Ms. Mascena played volleyball in college but always came back to badminton whenever possible. She played in a league run out of St. Andrew’s school for a time, before that folded. Eventually she started the Bristol program.

Both Ms. Mascena and Mr. Hanson say badminton is great exercise, especially for adults who want to be in a competitive environment without the physical toll of many team activities. “I played a lot of basketball,” said Mr. Hanson, “but there were a lot of flagrant fouls, and it got more difficult to run up and down the court … Badminton is great exercise. My doctor likes to hear that I’m getting an additional two hours of exercise each week.”
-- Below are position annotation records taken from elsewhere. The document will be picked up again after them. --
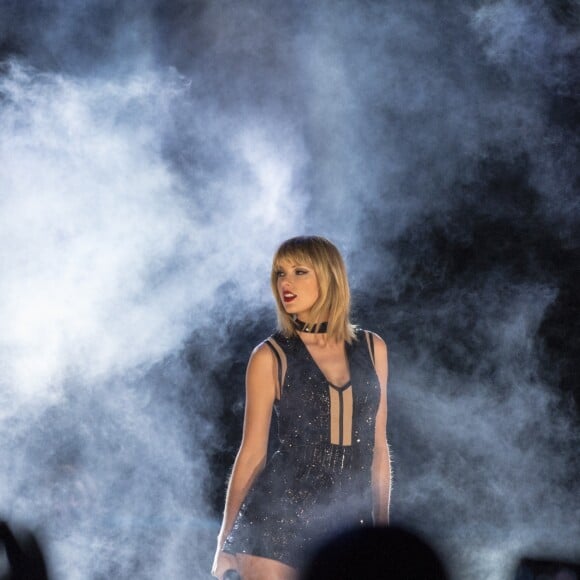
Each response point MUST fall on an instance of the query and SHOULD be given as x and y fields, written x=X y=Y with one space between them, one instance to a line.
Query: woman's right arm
x=261 y=377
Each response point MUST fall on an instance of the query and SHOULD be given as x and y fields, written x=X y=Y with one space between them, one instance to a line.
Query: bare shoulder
x=380 y=344
x=262 y=356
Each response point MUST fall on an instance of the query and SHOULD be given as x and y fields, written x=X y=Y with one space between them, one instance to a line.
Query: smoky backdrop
x=153 y=154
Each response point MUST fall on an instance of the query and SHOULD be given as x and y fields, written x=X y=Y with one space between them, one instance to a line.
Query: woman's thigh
x=258 y=568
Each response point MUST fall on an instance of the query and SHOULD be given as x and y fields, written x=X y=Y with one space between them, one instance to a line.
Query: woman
x=326 y=381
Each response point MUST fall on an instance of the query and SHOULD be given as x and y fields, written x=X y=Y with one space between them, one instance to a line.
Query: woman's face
x=297 y=287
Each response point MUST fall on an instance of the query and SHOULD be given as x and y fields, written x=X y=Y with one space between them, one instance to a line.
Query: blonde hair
x=333 y=303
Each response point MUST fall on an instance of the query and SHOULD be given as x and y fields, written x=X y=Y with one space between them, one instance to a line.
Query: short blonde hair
x=333 y=303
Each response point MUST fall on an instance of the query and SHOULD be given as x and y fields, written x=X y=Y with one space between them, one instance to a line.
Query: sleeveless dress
x=319 y=479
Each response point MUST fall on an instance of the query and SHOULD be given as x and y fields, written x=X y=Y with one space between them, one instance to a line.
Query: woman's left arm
x=381 y=468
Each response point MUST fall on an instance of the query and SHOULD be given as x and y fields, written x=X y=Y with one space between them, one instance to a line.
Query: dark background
x=154 y=154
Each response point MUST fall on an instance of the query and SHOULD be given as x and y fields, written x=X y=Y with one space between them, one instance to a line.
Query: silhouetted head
x=391 y=553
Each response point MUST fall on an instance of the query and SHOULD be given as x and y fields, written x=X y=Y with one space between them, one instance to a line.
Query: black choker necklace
x=307 y=327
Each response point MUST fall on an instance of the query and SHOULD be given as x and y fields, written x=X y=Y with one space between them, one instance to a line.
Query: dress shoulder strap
x=281 y=361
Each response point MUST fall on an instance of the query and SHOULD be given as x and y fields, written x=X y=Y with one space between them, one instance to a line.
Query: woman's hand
x=222 y=562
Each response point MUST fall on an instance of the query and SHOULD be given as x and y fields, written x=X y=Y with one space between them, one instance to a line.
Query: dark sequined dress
x=319 y=479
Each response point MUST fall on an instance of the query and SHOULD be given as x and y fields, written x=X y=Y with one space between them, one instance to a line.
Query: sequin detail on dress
x=319 y=479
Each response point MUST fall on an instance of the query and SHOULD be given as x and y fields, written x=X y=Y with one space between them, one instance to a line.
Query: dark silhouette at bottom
x=391 y=553
x=531 y=569
x=24 y=556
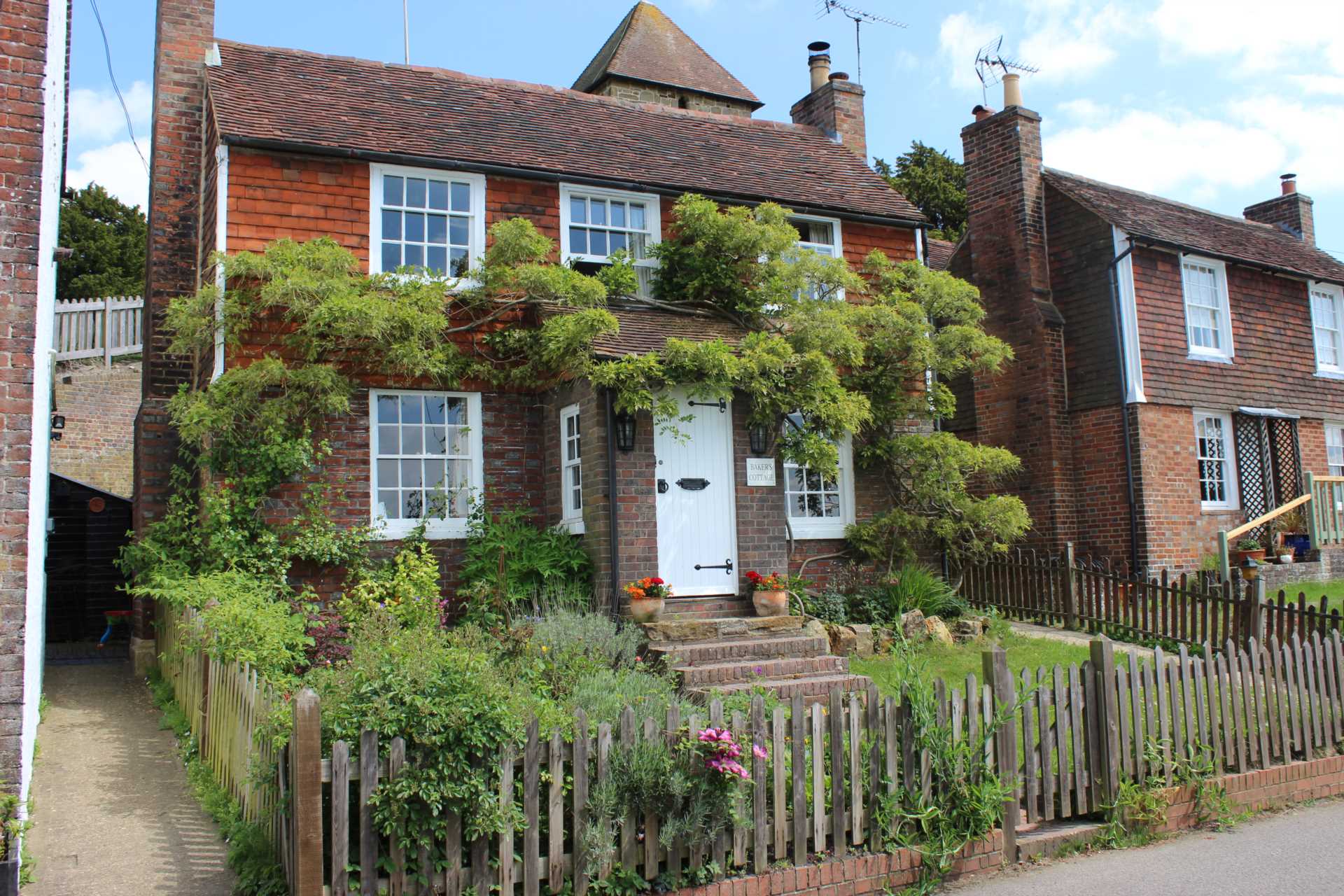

Their badminton sales pitch goes further.

“Socially, it’s a lot of fun. You get to know everybody,” Mr. Hanson said.

And they say anyone not confident in their skills should not hesitate to try it. “It’s the kind of game where you can generally get better at it, relatively quickly,” Mr. Hanson said.

Ms. Mascena added that she is very willing to teach people, and most players can show improvement within an hour of picking up a raquet and getting minimal training.

The league is intended for adults, but Ms. Mascena said they would welcome teenagers if accompanied by an adult. The program is open to any residents, of Bristol or otherwise. They play Tuesday nights from 7:30 to 9 p.m.